To prepare for compliance with new elemental impurities standards, SAFC has developed a draft procedure and checklist to evaluate its raw materials, process water, equipment, and container closure systems with respect to the identification of potential sources of elemental impurities in its regulated products. The company is also working with its biopharmaceutical customers to develop a process to evaluate raw materials that pose the greatest risk to their cell-based processes. “We will follow the regulations with regard to thresholds and have begun to use ICP-MS to systematically monitor many of our raw materials—specifically to develop a good baseline understanding of the trace elements and the levels that we are likely to see in various raw materials. Salts (mined raw materials) have been shown to be more variable in terms of trace metals, and we have been continuing to develop this type of baseline data,” says Benson. She adds that working closely with vendors to determine how much control the company can exercise over this measured variance has been important.

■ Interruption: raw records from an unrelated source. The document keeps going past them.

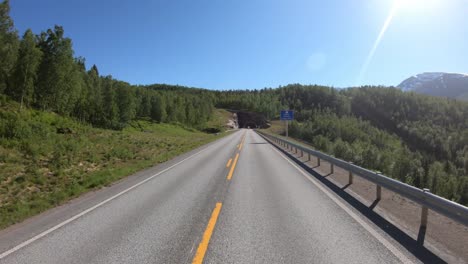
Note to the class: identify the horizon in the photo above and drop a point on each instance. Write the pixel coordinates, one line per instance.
(256, 45)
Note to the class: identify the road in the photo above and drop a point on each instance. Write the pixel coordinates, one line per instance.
(207, 206)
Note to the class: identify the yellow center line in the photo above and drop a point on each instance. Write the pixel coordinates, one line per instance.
(203, 246)
(229, 163)
(233, 167)
(242, 142)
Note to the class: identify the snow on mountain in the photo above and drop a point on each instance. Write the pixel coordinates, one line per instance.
(453, 85)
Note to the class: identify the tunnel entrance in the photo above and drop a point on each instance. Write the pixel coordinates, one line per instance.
(251, 120)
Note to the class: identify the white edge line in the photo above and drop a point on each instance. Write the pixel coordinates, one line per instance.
(52, 229)
(358, 219)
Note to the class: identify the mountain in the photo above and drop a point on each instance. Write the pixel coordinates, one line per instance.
(452, 85)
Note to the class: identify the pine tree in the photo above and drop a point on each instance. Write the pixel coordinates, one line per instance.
(8, 46)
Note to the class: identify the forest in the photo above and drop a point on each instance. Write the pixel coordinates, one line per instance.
(418, 139)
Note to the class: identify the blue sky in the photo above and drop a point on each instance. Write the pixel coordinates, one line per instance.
(236, 44)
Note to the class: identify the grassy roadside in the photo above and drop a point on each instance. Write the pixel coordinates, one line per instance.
(41, 168)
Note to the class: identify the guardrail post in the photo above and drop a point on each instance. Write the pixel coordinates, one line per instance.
(424, 212)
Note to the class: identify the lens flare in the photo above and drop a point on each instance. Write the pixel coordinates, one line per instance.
(365, 66)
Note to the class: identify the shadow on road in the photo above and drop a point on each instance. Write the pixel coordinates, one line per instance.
(416, 247)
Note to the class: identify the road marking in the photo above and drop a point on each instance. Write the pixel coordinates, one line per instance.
(50, 230)
(358, 219)
(242, 142)
(203, 246)
(233, 167)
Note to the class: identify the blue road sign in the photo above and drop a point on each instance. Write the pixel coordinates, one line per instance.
(287, 115)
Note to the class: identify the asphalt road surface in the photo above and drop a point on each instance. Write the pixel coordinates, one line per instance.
(237, 200)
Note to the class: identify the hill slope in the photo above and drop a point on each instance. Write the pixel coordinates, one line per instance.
(46, 159)
(452, 85)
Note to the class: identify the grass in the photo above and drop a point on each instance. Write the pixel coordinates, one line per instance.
(40, 168)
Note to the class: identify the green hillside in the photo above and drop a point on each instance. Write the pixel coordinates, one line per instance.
(46, 159)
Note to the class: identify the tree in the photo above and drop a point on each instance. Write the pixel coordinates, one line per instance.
(126, 102)
(59, 79)
(8, 45)
(158, 109)
(110, 108)
(25, 74)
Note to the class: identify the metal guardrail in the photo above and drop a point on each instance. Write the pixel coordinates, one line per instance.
(424, 197)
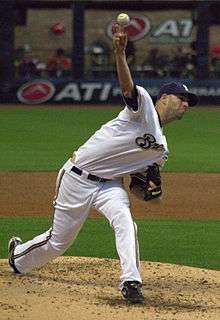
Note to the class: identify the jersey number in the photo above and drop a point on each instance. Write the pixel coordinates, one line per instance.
(148, 141)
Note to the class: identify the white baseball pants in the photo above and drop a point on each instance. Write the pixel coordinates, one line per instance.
(75, 195)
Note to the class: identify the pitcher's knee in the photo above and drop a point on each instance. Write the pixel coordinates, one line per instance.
(123, 221)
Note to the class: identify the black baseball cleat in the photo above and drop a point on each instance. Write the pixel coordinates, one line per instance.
(12, 244)
(131, 291)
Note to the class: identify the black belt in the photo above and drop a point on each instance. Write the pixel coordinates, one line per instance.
(90, 176)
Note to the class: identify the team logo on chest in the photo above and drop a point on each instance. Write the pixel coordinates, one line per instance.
(148, 141)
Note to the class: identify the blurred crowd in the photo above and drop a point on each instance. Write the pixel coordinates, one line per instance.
(180, 63)
(27, 66)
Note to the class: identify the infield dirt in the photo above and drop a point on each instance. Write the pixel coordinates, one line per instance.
(86, 288)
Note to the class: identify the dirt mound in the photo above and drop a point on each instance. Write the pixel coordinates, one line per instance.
(86, 288)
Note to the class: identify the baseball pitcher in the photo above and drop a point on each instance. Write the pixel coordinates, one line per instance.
(131, 144)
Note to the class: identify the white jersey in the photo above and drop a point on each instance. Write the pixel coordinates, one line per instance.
(127, 144)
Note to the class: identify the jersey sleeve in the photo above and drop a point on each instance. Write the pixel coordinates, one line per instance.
(141, 101)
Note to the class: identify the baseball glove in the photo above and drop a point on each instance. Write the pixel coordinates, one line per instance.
(146, 186)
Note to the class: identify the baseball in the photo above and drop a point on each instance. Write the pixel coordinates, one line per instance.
(123, 19)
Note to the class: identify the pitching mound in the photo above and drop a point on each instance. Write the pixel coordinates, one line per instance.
(86, 288)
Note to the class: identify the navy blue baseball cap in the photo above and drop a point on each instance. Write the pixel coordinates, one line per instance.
(178, 88)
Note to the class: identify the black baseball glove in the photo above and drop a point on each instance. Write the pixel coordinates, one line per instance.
(147, 186)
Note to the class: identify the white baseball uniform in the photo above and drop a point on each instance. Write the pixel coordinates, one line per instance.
(127, 144)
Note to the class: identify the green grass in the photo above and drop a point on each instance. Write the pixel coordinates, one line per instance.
(42, 138)
(185, 242)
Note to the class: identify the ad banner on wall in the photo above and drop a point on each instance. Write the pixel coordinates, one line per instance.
(101, 92)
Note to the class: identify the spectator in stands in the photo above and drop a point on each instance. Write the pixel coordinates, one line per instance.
(156, 64)
(25, 64)
(130, 52)
(183, 64)
(59, 64)
(99, 53)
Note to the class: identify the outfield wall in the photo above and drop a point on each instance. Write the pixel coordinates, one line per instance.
(103, 91)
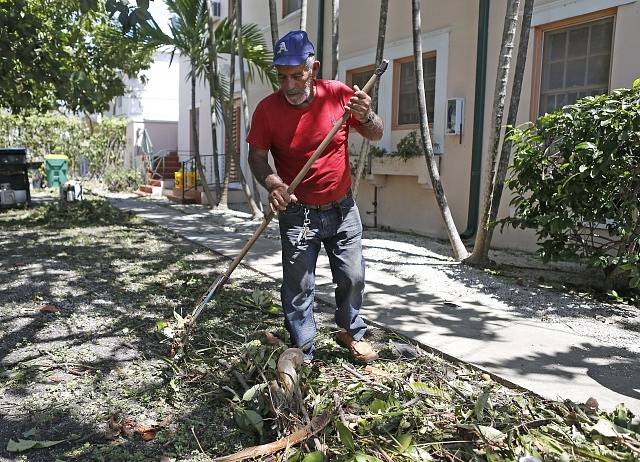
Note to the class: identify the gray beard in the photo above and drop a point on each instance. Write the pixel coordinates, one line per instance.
(307, 94)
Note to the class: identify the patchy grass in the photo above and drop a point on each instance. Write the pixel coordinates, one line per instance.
(87, 314)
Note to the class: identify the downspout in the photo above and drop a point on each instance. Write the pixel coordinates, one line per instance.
(320, 41)
(478, 120)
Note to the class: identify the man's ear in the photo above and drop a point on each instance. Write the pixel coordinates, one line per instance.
(315, 69)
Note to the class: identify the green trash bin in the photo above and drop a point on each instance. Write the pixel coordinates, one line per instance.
(55, 167)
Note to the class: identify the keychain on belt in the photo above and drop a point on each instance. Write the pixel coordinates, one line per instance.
(302, 237)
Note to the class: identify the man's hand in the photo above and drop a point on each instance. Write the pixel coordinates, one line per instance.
(279, 198)
(359, 105)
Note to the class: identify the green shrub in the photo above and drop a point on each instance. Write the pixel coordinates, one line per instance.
(122, 179)
(576, 180)
(377, 151)
(103, 144)
(409, 146)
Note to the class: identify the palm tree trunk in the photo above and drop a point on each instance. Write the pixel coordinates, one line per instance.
(364, 151)
(335, 38)
(244, 105)
(212, 78)
(273, 21)
(459, 251)
(480, 255)
(512, 118)
(196, 142)
(303, 15)
(229, 120)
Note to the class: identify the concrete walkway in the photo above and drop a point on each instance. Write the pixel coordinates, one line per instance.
(546, 358)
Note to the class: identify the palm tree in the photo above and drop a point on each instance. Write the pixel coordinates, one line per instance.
(244, 105)
(229, 120)
(214, 91)
(512, 117)
(187, 26)
(480, 255)
(364, 150)
(273, 21)
(459, 251)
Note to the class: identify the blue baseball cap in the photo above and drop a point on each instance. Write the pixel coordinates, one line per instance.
(293, 49)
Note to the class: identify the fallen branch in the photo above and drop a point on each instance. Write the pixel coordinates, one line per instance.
(315, 426)
(364, 378)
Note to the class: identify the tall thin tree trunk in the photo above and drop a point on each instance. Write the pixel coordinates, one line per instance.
(480, 255)
(212, 78)
(459, 251)
(244, 105)
(273, 21)
(303, 15)
(512, 119)
(231, 144)
(196, 141)
(335, 38)
(364, 151)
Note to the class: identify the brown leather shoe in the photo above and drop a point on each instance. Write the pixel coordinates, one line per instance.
(360, 350)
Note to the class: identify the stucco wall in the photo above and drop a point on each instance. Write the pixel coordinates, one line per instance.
(450, 28)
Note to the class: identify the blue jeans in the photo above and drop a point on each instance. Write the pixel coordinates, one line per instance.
(340, 231)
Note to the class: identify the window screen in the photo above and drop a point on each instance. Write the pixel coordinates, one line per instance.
(575, 63)
(406, 98)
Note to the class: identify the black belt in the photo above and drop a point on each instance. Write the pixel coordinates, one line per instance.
(330, 205)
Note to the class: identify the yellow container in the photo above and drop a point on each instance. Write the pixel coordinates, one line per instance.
(178, 178)
(191, 180)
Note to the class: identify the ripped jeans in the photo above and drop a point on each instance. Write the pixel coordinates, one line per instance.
(340, 231)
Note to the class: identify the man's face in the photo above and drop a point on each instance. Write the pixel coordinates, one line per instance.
(295, 83)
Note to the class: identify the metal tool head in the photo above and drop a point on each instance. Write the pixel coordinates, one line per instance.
(382, 67)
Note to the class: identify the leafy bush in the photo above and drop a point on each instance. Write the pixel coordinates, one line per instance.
(122, 179)
(103, 143)
(576, 179)
(377, 151)
(409, 146)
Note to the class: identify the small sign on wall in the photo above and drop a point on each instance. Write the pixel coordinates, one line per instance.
(455, 116)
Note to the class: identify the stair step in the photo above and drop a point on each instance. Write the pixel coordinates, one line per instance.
(187, 199)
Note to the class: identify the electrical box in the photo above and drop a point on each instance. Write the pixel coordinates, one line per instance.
(455, 116)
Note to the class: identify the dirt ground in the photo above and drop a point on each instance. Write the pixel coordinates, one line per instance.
(86, 292)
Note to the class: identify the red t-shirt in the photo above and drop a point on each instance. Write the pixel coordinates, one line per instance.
(292, 135)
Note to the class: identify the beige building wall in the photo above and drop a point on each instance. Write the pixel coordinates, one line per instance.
(399, 195)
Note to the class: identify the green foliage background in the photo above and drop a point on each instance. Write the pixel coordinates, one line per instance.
(576, 179)
(103, 144)
(56, 56)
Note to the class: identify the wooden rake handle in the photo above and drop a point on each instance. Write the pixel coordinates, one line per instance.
(221, 280)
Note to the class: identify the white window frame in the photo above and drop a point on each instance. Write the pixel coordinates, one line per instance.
(438, 41)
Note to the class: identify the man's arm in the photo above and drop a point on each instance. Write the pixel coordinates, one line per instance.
(371, 125)
(279, 198)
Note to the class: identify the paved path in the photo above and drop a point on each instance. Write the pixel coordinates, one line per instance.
(547, 358)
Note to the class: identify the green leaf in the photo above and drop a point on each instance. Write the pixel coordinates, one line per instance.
(481, 403)
(378, 406)
(315, 456)
(24, 445)
(586, 145)
(361, 457)
(251, 392)
(20, 445)
(404, 442)
(248, 420)
(345, 436)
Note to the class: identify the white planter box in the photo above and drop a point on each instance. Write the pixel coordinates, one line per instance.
(391, 165)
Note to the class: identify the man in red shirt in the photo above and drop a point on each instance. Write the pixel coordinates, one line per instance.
(291, 124)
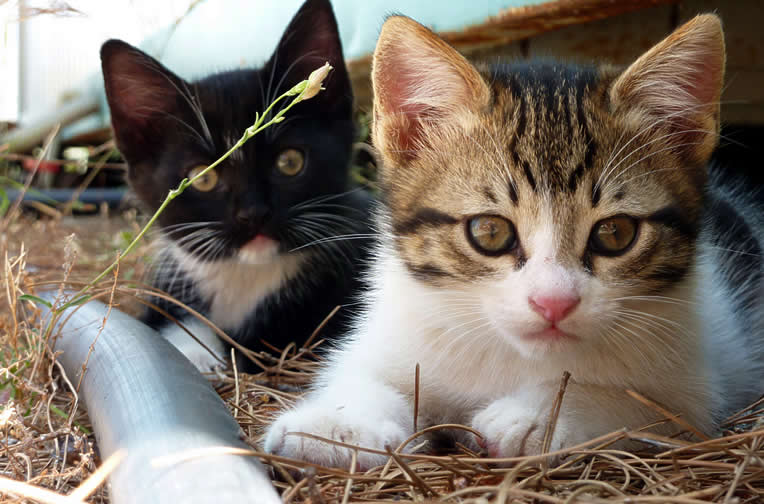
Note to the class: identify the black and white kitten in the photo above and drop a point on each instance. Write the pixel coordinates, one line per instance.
(261, 245)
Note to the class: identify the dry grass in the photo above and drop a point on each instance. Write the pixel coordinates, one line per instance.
(728, 469)
(45, 443)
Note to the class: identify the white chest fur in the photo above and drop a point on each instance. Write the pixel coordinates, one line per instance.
(234, 287)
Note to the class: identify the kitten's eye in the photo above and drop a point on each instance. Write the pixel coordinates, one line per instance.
(205, 183)
(490, 234)
(290, 162)
(612, 236)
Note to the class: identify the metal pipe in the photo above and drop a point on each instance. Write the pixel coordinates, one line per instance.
(144, 397)
(32, 135)
(113, 196)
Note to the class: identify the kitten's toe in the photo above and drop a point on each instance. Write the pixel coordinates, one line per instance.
(335, 424)
(512, 429)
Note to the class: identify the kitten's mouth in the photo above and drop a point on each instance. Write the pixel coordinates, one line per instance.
(550, 335)
(259, 250)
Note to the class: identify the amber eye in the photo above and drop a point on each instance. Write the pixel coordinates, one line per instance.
(614, 235)
(490, 234)
(206, 182)
(290, 162)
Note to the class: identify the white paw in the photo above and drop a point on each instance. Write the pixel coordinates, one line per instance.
(352, 427)
(204, 360)
(513, 429)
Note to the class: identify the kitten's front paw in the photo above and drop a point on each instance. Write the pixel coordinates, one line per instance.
(514, 429)
(355, 428)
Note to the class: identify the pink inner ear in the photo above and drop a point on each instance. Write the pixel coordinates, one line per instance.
(408, 132)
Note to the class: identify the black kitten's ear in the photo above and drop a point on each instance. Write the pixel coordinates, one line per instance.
(310, 40)
(142, 95)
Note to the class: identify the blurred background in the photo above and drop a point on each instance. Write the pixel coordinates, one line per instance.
(50, 69)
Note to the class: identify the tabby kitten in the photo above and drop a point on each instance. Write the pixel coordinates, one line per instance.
(253, 245)
(541, 217)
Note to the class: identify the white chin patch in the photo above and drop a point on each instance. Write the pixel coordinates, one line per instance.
(259, 252)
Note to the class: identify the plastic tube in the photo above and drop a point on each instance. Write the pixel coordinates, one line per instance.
(144, 397)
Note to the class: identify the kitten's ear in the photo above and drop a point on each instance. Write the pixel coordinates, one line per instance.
(419, 81)
(142, 94)
(311, 39)
(677, 84)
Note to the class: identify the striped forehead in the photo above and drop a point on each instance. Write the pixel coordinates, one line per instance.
(551, 145)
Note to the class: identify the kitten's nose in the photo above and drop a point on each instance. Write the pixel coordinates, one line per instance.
(554, 308)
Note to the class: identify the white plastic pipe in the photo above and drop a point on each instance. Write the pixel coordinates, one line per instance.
(144, 397)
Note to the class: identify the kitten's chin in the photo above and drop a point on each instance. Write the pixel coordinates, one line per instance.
(259, 250)
(536, 344)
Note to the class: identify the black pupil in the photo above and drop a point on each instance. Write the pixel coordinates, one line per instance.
(289, 162)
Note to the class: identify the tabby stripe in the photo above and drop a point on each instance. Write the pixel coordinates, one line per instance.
(671, 216)
(595, 194)
(427, 272)
(575, 177)
(529, 175)
(424, 217)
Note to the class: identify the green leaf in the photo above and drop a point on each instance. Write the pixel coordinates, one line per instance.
(35, 299)
(75, 302)
(4, 202)
(61, 413)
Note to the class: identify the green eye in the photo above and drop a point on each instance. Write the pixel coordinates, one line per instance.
(491, 235)
(290, 162)
(205, 183)
(614, 235)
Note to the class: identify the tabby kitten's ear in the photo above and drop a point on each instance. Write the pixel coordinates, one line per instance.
(311, 39)
(676, 85)
(420, 83)
(142, 96)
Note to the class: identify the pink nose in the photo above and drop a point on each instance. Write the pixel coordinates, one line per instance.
(553, 308)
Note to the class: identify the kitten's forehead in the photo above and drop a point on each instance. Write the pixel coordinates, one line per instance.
(555, 133)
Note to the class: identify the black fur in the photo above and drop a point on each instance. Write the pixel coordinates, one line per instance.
(165, 126)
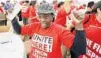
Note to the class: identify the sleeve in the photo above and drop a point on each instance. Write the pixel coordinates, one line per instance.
(67, 38)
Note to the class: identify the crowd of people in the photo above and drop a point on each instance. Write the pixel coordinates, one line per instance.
(53, 30)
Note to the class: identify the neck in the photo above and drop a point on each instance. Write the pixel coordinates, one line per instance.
(3, 29)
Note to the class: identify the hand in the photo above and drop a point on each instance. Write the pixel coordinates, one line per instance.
(77, 17)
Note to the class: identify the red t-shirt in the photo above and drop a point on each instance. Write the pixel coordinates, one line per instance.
(1, 10)
(61, 17)
(92, 21)
(25, 12)
(93, 35)
(46, 43)
(32, 13)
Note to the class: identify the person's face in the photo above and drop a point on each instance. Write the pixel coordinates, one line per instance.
(45, 20)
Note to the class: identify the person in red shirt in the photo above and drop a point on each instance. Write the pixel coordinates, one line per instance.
(25, 12)
(32, 13)
(61, 15)
(47, 36)
(93, 33)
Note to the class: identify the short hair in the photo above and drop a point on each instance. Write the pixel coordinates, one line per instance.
(90, 4)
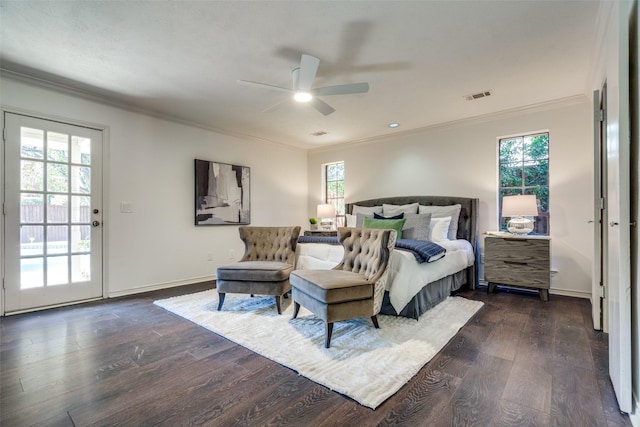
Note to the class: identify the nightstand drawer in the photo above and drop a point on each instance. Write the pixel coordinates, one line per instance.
(518, 261)
(531, 251)
(531, 275)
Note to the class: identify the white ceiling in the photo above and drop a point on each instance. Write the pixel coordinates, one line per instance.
(421, 58)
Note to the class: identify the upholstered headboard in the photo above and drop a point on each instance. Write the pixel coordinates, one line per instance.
(467, 223)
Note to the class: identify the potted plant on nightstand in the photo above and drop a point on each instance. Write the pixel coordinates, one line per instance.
(313, 223)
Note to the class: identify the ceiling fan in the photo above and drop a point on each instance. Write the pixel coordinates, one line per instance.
(303, 90)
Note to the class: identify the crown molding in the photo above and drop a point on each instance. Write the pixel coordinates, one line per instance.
(104, 99)
(484, 118)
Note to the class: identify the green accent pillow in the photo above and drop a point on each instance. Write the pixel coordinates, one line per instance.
(385, 224)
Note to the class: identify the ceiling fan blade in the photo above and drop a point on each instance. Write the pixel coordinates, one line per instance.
(308, 69)
(263, 85)
(322, 106)
(276, 105)
(342, 89)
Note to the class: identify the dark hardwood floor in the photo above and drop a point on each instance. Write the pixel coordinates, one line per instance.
(519, 361)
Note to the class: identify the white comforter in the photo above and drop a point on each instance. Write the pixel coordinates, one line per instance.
(406, 275)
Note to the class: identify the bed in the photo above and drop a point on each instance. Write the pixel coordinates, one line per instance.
(412, 287)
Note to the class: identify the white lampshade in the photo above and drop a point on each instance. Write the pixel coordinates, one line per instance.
(326, 211)
(525, 205)
(517, 207)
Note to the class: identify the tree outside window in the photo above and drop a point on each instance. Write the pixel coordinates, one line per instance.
(524, 169)
(334, 189)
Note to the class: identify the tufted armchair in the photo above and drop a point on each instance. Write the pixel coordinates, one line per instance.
(265, 267)
(352, 289)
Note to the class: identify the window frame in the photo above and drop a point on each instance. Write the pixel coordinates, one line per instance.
(528, 166)
(337, 199)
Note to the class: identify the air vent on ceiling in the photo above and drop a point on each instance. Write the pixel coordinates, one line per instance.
(478, 95)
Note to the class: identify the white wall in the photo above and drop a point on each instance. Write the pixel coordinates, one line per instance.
(150, 162)
(461, 160)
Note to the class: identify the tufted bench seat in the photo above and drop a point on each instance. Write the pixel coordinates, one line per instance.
(265, 266)
(355, 287)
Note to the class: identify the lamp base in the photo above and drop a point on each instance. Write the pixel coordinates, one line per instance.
(520, 226)
(326, 224)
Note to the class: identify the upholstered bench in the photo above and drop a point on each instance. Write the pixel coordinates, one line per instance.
(265, 266)
(355, 287)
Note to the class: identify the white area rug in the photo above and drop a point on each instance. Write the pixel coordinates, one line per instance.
(364, 363)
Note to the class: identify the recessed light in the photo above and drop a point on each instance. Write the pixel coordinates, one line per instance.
(302, 96)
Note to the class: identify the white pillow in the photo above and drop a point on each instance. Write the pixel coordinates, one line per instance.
(392, 210)
(439, 229)
(452, 211)
(367, 210)
(360, 219)
(416, 226)
(351, 220)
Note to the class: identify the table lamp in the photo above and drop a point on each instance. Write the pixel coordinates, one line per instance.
(519, 207)
(326, 213)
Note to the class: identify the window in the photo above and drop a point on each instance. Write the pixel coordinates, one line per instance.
(524, 169)
(334, 189)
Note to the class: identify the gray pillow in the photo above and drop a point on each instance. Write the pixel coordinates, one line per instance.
(443, 211)
(360, 219)
(367, 210)
(391, 210)
(416, 226)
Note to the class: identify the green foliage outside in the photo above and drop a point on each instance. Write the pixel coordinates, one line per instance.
(524, 169)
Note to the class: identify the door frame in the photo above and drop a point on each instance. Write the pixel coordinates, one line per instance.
(105, 195)
(598, 297)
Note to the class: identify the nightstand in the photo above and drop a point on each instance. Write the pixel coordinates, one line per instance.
(523, 262)
(324, 233)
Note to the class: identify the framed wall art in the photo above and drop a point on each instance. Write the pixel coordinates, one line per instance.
(222, 193)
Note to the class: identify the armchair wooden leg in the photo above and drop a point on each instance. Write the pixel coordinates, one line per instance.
(221, 301)
(328, 330)
(374, 319)
(278, 304)
(296, 308)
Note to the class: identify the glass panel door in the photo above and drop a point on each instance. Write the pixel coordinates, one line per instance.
(53, 230)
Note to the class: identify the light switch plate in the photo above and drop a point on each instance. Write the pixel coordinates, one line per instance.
(126, 207)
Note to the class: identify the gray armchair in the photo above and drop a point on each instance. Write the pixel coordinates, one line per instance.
(265, 266)
(355, 287)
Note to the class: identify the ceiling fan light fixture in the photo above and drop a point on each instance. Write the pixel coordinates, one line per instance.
(301, 96)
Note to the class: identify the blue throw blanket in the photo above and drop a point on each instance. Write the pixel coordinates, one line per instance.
(422, 250)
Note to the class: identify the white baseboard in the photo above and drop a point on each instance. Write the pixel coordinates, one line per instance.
(158, 286)
(553, 291)
(635, 415)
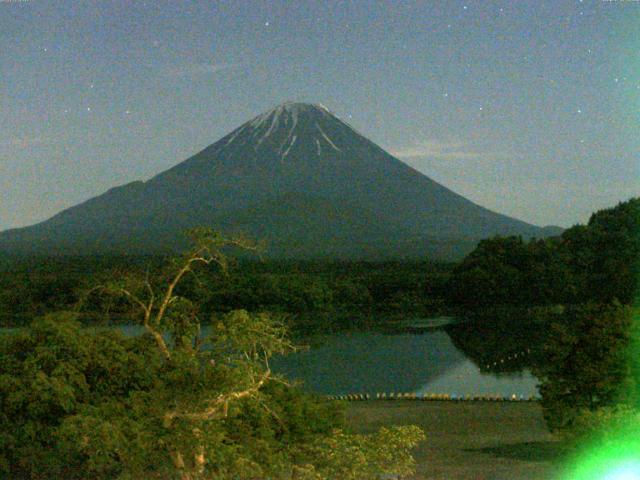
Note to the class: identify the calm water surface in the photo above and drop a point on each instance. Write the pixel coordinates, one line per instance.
(371, 362)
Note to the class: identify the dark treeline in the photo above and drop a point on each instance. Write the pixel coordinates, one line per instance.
(597, 262)
(565, 307)
(312, 295)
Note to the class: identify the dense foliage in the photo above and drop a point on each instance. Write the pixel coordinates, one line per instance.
(586, 365)
(312, 295)
(597, 262)
(566, 301)
(83, 403)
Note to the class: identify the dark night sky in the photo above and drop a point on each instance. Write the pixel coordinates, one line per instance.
(530, 108)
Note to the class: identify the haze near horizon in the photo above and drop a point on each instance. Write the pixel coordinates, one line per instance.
(528, 109)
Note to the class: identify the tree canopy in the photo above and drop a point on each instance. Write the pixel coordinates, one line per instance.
(83, 403)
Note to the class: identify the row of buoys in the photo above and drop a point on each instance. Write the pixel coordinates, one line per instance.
(509, 357)
(434, 396)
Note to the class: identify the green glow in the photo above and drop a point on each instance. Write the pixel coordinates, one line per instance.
(614, 454)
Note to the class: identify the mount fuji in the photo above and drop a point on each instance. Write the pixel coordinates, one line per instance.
(296, 176)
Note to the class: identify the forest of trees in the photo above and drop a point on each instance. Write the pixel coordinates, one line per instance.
(572, 301)
(311, 295)
(81, 401)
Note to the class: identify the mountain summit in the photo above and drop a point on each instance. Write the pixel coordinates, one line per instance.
(296, 176)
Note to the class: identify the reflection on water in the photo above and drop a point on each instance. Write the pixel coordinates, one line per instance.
(358, 362)
(466, 379)
(371, 362)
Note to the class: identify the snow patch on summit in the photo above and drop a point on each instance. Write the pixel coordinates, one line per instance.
(324, 135)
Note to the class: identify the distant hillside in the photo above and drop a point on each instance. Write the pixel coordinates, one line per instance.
(296, 176)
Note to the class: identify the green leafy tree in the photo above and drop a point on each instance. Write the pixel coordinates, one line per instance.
(82, 403)
(586, 362)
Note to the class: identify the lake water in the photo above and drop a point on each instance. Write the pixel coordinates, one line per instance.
(371, 362)
(367, 362)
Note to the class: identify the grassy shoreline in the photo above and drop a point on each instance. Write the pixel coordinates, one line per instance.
(469, 440)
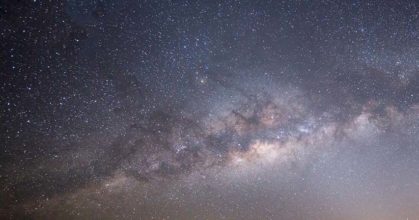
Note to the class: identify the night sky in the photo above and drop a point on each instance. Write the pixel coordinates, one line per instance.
(174, 109)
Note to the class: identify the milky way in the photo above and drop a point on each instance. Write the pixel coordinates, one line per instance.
(209, 110)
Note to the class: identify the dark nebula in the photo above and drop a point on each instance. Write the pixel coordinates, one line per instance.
(209, 110)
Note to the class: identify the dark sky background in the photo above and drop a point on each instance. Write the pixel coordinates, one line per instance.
(209, 110)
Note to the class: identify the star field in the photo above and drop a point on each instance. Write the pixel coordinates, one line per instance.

USP recently posted proposed revisions to General Chapters <232> for public comment in Pharmacopeial Forum 40(2) with a comment deadline of May 31, 2014. The revisions to <232> convey USP’s review of and subsequent partial alignment with the ICH Q3D Step 2b limits. “USP’s proposed limits reflect a review of published toxicological data and studies, as well as expert review by toxicologists serving on USP’s Elemental Impurities Expert Panel. In some cases, USP’s proposed limits diverge from the Q3D Step 2b limits, and USP has notified ICH of these divergences via a comment letter on the Q3D Step 2b document,” Zaidi notes.
“Our approach to the lack of full harmonization is to take the most conservative approach and select the lowest limits in all of the existing and proposed standards,” comments Bordas-Nagy. “With such a strategy, we ensure that both our own products and those of our clients are in compliance,” he concludes.